Background. Dementia and delirium have been postulated to share common pathophysiologic mechanisms; however, identification of these unifying mechanisms has remained elusive. The inhalation anesthetic isoflurane has been shown to enhance β-amyloid protein (Aβ) oligomerization and generation, to potentiate the cytotoxicity of Aβ, and to induce apoptosis. To address the molecular mechanisms of dementia and delirium associated with anesthesia and surgery, we assessed whether the Aβ fibrillar aggregation inhibitor Congo red can attenuate isoflurane-induced caspase-3 activation in H4 human neuroglioma cells overexpressing human β-amyloid precursor protein (APP).

Methods. H4 human neuroglioma cells stably transfected to express human full-length wild-type APP were exposed to 2% isoflurane for 6 hours. The cells were harvested at the end of the treatment. Caspase-3 activation was measured with quantitative Western blotting.

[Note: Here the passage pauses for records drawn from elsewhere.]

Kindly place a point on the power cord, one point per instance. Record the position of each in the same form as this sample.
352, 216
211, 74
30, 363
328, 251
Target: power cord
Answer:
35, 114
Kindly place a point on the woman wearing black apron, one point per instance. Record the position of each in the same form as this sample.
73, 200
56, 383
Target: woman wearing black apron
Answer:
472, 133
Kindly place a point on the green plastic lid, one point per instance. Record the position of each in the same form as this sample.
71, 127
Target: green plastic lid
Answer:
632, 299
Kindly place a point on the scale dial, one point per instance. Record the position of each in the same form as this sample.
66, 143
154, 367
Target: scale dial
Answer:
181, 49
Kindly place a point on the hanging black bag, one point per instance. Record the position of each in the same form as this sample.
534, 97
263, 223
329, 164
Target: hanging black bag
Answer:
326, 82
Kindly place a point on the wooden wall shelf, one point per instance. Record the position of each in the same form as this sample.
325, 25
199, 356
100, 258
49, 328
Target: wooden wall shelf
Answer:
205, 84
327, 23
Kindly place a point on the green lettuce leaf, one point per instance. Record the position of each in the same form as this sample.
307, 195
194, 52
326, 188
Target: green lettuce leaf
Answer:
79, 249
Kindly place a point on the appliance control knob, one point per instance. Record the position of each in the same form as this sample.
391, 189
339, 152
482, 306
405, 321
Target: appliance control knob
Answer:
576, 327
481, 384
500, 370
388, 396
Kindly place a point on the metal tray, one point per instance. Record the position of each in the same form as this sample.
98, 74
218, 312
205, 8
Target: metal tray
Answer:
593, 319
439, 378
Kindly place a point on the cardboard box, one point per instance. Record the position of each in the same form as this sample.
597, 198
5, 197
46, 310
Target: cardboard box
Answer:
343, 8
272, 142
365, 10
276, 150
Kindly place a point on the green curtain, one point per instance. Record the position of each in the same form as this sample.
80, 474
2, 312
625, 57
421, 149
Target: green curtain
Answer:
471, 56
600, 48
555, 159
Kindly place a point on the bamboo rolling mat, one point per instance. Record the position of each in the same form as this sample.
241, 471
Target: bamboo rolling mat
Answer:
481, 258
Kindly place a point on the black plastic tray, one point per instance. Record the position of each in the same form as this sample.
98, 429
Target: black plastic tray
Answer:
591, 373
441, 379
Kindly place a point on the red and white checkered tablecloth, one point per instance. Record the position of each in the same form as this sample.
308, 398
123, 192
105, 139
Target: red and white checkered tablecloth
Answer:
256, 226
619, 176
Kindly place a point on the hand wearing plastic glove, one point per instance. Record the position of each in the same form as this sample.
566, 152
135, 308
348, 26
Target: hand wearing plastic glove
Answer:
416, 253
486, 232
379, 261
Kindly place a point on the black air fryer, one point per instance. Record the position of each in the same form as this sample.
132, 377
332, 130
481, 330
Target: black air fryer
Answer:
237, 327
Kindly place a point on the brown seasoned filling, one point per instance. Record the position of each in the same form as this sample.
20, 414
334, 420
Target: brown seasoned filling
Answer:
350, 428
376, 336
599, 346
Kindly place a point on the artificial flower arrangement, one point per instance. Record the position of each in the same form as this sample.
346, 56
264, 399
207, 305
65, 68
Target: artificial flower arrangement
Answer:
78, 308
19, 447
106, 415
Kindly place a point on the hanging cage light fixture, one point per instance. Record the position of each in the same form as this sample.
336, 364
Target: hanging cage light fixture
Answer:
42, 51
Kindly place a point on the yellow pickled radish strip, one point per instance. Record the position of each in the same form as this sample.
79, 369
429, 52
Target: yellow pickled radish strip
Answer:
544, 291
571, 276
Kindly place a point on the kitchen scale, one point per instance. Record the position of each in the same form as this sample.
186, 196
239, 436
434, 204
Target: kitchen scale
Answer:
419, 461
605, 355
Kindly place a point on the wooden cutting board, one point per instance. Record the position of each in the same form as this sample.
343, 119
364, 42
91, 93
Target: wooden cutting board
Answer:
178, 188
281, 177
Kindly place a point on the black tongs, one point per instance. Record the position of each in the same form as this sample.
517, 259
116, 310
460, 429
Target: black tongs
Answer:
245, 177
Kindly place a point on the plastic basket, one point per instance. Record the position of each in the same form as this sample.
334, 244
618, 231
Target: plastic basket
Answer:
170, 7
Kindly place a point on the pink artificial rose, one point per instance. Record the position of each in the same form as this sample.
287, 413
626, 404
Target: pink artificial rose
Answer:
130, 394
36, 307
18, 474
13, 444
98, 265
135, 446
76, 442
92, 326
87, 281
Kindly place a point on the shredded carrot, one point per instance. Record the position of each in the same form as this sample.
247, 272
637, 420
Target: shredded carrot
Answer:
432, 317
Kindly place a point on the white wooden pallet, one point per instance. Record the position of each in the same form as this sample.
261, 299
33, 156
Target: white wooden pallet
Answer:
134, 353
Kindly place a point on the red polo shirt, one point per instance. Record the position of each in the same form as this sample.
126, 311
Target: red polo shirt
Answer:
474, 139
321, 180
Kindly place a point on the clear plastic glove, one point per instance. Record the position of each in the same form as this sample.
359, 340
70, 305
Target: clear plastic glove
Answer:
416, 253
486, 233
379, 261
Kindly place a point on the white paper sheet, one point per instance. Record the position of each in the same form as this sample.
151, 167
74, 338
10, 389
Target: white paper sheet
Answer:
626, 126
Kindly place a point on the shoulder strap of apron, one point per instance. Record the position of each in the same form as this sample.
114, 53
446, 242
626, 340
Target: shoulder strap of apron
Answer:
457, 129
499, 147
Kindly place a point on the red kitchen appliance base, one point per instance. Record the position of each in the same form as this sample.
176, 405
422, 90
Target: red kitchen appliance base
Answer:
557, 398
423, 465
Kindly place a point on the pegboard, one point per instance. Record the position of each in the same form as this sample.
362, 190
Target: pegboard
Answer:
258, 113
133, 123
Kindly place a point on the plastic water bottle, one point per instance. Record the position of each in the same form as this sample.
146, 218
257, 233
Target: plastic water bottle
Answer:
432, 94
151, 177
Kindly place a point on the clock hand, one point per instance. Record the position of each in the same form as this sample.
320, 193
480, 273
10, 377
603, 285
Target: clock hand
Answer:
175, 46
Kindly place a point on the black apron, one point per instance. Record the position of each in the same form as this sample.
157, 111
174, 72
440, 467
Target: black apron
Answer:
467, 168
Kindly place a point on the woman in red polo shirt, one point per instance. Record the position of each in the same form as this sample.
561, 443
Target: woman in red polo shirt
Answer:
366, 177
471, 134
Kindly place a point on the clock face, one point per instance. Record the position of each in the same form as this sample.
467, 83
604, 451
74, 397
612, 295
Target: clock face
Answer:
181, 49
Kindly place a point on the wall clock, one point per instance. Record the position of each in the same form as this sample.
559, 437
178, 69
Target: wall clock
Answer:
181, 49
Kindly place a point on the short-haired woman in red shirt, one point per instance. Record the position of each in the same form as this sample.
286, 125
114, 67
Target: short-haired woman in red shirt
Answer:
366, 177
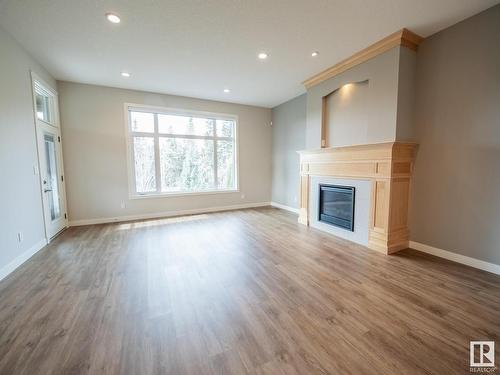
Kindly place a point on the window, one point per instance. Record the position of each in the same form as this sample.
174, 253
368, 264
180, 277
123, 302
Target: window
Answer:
44, 102
173, 151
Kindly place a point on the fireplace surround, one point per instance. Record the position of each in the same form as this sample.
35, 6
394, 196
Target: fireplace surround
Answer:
386, 166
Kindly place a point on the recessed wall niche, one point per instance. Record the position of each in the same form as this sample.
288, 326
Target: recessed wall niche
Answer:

Results. We found that isoflurane induces cellular apoptosis in a dose-dependent manner, and that Congo red inhibits isoflurane-induced apoptosis in H4 human neuroglioma cells overexpressing APP. Interestingly, Congo red also inhibits staurosporine-induced apoptosis.

Conclusion. The demonstration that isoflurane contributes to well-described mechanisms of Alzheimer's neuropathogenesis provides a plausible link between the acute effects of anesthesia, a well-described risk factor for delirium, and the more long-term sequelae of dementia. These findings suggest that isoflurane-induced Aβ oligomerization and apoptosis may contribute to the risk of postoperative cognitive dysfunction and provide a potential pathogenic link between delirium and dementia.